Во-вторых, – под страхом смерти обязаться, что ни один звук о происшедшем не попадет в газеты. Если то и другое не будет выполнено, ни одного из вас не будет в живых, когда я выйду из этой комнаты. Вы поняли меня? – И, не ожидая ответа: – Торопитесь, вот тут, перед вами, чернила, перо и бумага.
Роков принял независимый вид, рассчитывая, таким образом, показать, что он не придает значения угрозам Тарзана. Миг спустя он почувствовал у себя на шее стальные пальцы человека-обезьяны, а Павлов, который попытался их отодрать и затем выскочить из комнаты, был брошен в беспамятстве в угол. Когда Роков начал синеть, Тарзан отпустил его и толкнул на стул. Прокашлявшись, Роков мрачно уставился на стоявшего перед ним человека. Павлов тоже пришел в себя и, повинуясь Тарзану, вернулся, хромая, на прежнее место.
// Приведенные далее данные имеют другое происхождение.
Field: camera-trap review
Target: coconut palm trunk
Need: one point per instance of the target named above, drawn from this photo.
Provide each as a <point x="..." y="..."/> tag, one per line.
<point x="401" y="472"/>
– Теперь пишите, – сказал человек-обезьяна. – Если придется снова поучить вас, я уж не буду так снисходителен.
Роков взялся за перо и начал писать.
– Смотрите, не пропустите ни одной подробности, ни одного имени, – предупреждал Тарзан.
Неожиданно в дверь постучали.
– Войдите, – сказал Тарзан.
Вошел вертлявый молодой человек.
– Я из газеты «Matin», – заявил он. – По-видимому, у г. Рокова есть для меня какое-то сообщение?
– Произошла ошибка, мсье, – отвечал Тарзан. – Ведь у вас нет никакого сообщения, дорогой Николай?
Роков поднял голову от бумаги:
– Нет, – угрюмо пробурчал он. – Мне нечего сообщить вам для печати сегодня.
– И впредь, дорогой Николай, – репортер не заметил, как загорелись злым огнем глаза человека-обезьяны, но от Николая Рокова это не ускользнуло.
– И впредь, – торопливо подтвердил он.
– Очень жаль, что вас побеспокоили, мсье, – сказал Тарзан, обернувшись к репортеру. – Доброго вечера, – и он с поклоном довел вертлявого молодого человека до дверей и захлопнул за ним дверь.